The situation highlights a tension that has grown along with the cryptocurrency ecosystem. “Trustlessness” is a core tenet of crypto, both technologically and philosophically. Broadly, this is a claim that trust can be placed in stable and secure blockchain systems, rather than fallible and selfish humans.

But with growing complexity, competition and stakes, the need for trust in the humans behind crypto has grown. So have the consequences of misplacing that trust. This applies most obviously to users of the Poly Network, who entrusted their funds to it: The various stolen tokens had been entrusted to the protocol, which acts as a custodian as part of its cross-chain functionality.

But the hack drives home the fact that they weren’t really trusting the system – they were trusting the network’s designers and coders. That trust has been shaken by the apparent flaws in their code. Poly is not alone in that, by a longshot: as mentioned, hacks and exploits have become frequent, particularly in decentralized finance (DeFi) systems, whose complexity makes them inherently more vulnerable than a simpler system like Bitcoin.

As CoinDesk’s Daniel Kuhn has argued, these hacks can be seen as part of the process of making these systems more secure. The hacker, whether it was his initial intent or not, has made Poly stronger.

Nonetheless, these hacks highlight an uncomfortable truth: In DeFi, the reputation of the people building the systems matters. And the Poly hack specifically shows one reason this is a problem. Poly is a project in part backed by the team behind Neo, a blockchain founded in China in 2014. For a person in the U.S. or Europe to trust them requires crossing the very barriers of language, geography and politics that crypto was supposed to dissolve.

Instead, the gap has fostered some outright conspiratorial thinking about Poly’s motives. This morning, Poly announced that it would offer Mr. White Hat a role as its Chief Security Advisor. This is most likely part of the network’s honey-dripping strategy to stay in the hacker’s good graces. But it has also triggered speculation that the hack itself was an inside job intended as a marketing stunt.

Another major aspect of trustlessness in crypto is finality. In Satoshi Nakamoto’s 2008 white paper describing Bitcoin, he writes that “completely non-reversible” transactions are a feature, not a bug, of the system: “With the possibility of reversal, the need for trust spreads.” Ultimately, that’s because reversibility requires an arbiter – a dreaded “third party” with the power to decide who’s in the right, then stop or return transactions. But eliminating third-party intermediaries is the entire point of cryptocurrency, the feature that makes it unique among digital payment tools (and, at least in modern times, among currencies as a whole).

What I’m getting at here, of course, is tether. The stablecoin is a major underpinning of the entire cryptocurrency ecosystem, with a market cap of $63 billion and a key role in facilitating trading. Most users likely think of tether as a “cryptocurrency” roughly akin to bitcoin, but its response to the hack puts the lie to that.

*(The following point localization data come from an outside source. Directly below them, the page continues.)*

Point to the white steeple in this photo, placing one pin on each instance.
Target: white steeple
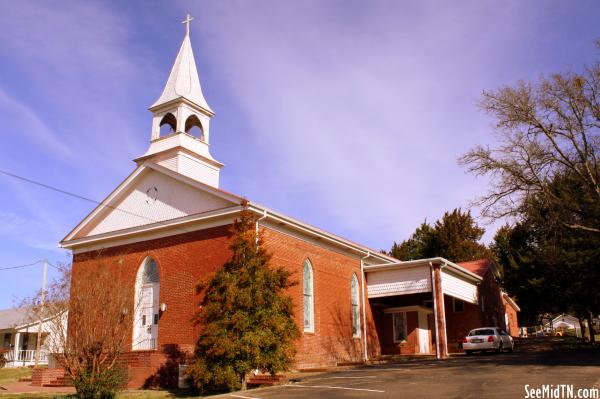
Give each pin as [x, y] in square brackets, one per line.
[183, 115]
[183, 80]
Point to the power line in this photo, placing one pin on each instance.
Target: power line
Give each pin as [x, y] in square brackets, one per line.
[65, 192]
[60, 190]
[21, 266]
[30, 264]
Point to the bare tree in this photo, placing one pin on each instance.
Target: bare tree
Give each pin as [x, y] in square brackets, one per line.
[100, 310]
[545, 129]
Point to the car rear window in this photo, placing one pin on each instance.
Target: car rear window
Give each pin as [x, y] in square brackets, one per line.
[483, 331]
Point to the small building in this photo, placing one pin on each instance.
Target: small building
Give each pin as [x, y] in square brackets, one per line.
[565, 324]
[18, 337]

By freezing $33 million involved in the hack, the company behind tether demonstrated it is a “trusted intermediary.” Just like a bank (which it effectively is, in many senses), Tether has demonstrated that it can freeze any funds moving on the network, at any time. When you use it, you’re placing faith in Tether’s central administrators not to freeze your funds. (The same, to be clear, is true of tether competitor USDC, though Circle, the company behind USDC, chose not to intervene in the current case.)

And so, grim as it may be, it’s inarguable that crypto systems now increasingly invite the same timeless philosophical quandary we face when dealing with the traditional financial system:

Hubba hubba hubba, who do you trust?